‘The pitch for India is flat, the ball for India is old, the sun for India is out, and the bowlers are not bowling too well.’
‘I think only we can get ourselves out.’
Every market has its day. The Indian market, too, is having its day, underpinned by having done better than the rest of the world during a problematic 12-month period, Shankar Sharma, founder, GQuant Investech, told the recent Business Standard BFSI Insight Summit 2022.
How will you characterise the current state of markets?
Indian equity markets are playing catch-up with global peers.
Between January 2008 and February 2020, the Sensex gained about 16,000 points (from 21,000 to 37,000) over nearly 13 years.
That is an annualised compound annual growth rate return of 4-5 per cent in rupee terms.
In dollar terms, the returns were slightly negative.
However, Indian markets have delivered fabulous returns since Covid (March 2020), after delivering abysmal returns in dollar terms for nearly 12-13 years.
We romanticise the good part of the markets, ignoring the bad part.
But we are going to get both parts over a while.
Every market has its day. The Indian market, too, is having its day, underpinned by having done better than the rest of the world during a very problematic 12-month period.
Why do you think that happened?
India always does well in a global economic crisis than others. There is a different reason for that.
The 1991 crisis taught us a lot about how to make a national balance sheet, at least foreign exchange, bulletproof.
How do you see Indian markets now?
The building blocks of India’s current situation were laid in 1991. Again, coming out of the crisis taught us a lot.
The leaders in every successive government have been very focused on not shaking the foundations of that knowledge.
Overall, it is hard to find a country that ticks all the boxes the way India has.
No investor is betting on Japan. Taiwan, being a technology-heavy country, will have its global cyclicality based on the semiconductor market.
Closer home, China possibly has vast unknown problems.
Europe appears to have no future, except for being a vast tourist destination – the bloc is not keeping pace with the changing times as far as tech goes.
How will you evaluate the positives and negatives of India and China?
One of the biggest positives for India is that it is the ‘good boy’ of the world.
People may do business with China, but they do not like it for a variety of reasons.
On the contrary, people trust India and Indians a lot more.

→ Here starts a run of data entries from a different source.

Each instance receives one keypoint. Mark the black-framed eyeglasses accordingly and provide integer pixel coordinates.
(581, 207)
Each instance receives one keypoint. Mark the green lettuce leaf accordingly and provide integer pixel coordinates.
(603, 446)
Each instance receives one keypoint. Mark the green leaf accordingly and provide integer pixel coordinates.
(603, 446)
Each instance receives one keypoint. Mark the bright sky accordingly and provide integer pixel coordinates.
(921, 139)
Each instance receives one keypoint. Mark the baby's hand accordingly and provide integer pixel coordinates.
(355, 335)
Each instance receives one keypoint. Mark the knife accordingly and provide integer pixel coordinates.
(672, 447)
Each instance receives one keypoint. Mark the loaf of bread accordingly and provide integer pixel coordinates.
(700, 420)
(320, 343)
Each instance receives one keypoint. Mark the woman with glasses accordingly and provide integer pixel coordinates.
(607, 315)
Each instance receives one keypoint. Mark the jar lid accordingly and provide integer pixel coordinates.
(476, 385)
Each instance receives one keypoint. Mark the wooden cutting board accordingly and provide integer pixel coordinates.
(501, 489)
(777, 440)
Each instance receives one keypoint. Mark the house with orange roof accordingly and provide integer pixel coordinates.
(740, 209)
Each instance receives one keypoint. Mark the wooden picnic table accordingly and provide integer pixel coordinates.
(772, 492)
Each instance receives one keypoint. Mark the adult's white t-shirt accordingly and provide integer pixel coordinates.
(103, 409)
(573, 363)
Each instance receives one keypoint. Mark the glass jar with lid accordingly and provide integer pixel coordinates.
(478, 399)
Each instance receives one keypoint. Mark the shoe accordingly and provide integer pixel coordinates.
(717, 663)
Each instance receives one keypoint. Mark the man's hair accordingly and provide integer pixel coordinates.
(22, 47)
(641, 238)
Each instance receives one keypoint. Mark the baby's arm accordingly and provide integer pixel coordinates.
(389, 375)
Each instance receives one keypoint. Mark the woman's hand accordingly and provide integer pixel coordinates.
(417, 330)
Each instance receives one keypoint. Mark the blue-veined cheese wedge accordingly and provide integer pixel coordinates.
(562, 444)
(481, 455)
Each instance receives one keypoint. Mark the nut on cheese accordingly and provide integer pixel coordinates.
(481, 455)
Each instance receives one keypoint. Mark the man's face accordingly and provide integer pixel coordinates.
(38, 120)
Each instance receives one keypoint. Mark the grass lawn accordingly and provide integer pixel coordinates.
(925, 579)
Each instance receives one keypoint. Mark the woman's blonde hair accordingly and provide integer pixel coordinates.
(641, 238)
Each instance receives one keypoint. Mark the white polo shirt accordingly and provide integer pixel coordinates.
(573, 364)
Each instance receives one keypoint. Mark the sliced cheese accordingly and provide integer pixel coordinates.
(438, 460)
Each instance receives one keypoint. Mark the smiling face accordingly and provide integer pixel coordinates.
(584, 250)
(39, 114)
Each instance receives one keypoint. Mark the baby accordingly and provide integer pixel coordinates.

We have, generally, been well-behaved and model students in the world economic landscape – and we will get our rewards for being that ‘nice guy’.
This is our chance to finish first.
Will geopolitical tensions dent market sentiment back home?
The Russia-Ukraine crisis seems to be fully priced in by markets.
We know that European demand has been affected.
As regards our borders, I do not think the stock markets get affected if the confrontations do not escalate into major skirmishes.
How do you see Indian markets in the next two to five years?
My view is very clear and unequivocal that India is going to be easily the best or (among) the top two performing markets in the world.
While we have outperformed global peers over the past one to two years, that was not always the case. We had a lost decade before that.
It is important to understand that cycles of such nature are durable either way.
If you go into a bear market, on a relative basis, it will take a while for large economies to come back.
And India is still a fairly large economy by any standard.
When it turns and it goes into upcycle, it is like a supertanker.
You cannot just turn it around and make it bad.
How long will this optimism last?
Relative to the down period, the succeeding period of upturn is, at least, 50 per cent of that period.
In that sense, the good times for Indian markets will easily last five years.
It was a seminal moment for Indian markets in 2020 and that is when our (next) good period started.
We made a break from the previous 10 years, even 12 years of underperformance.
India is on a good wicket now. The pitch for India is flat, the ball for India is old, the sun for India is out, and the bowlers are not bowling too well. I think only we can get ourselves out.
Do you think the time for pause has come in the interest-rate cycle?
I do not believe in inflation. It is merely a rate of change that will eventually come down or get tamed with the passage of time.
The RBI should not have raised interest rates in the first place.
This was the mistake former RBI governor Duvvuri Subbarao made in the UPA (United Progressive Alliance) era.
By raising rates, we do not solve anything. A major part of the (current) inflation basket is not rate-sensitive.
So, you end up hurting growth without inflation getting impacted.
What are your expectations from the Budget in February?
I hope the government does not tinker with either long-term and short-term capital gains tax rates or holding periods of asset classes.
Once the door to tax revision is opened, it never closes.
The equity markets have been buoyant and the government needs good equity markets to do a lot of stuff.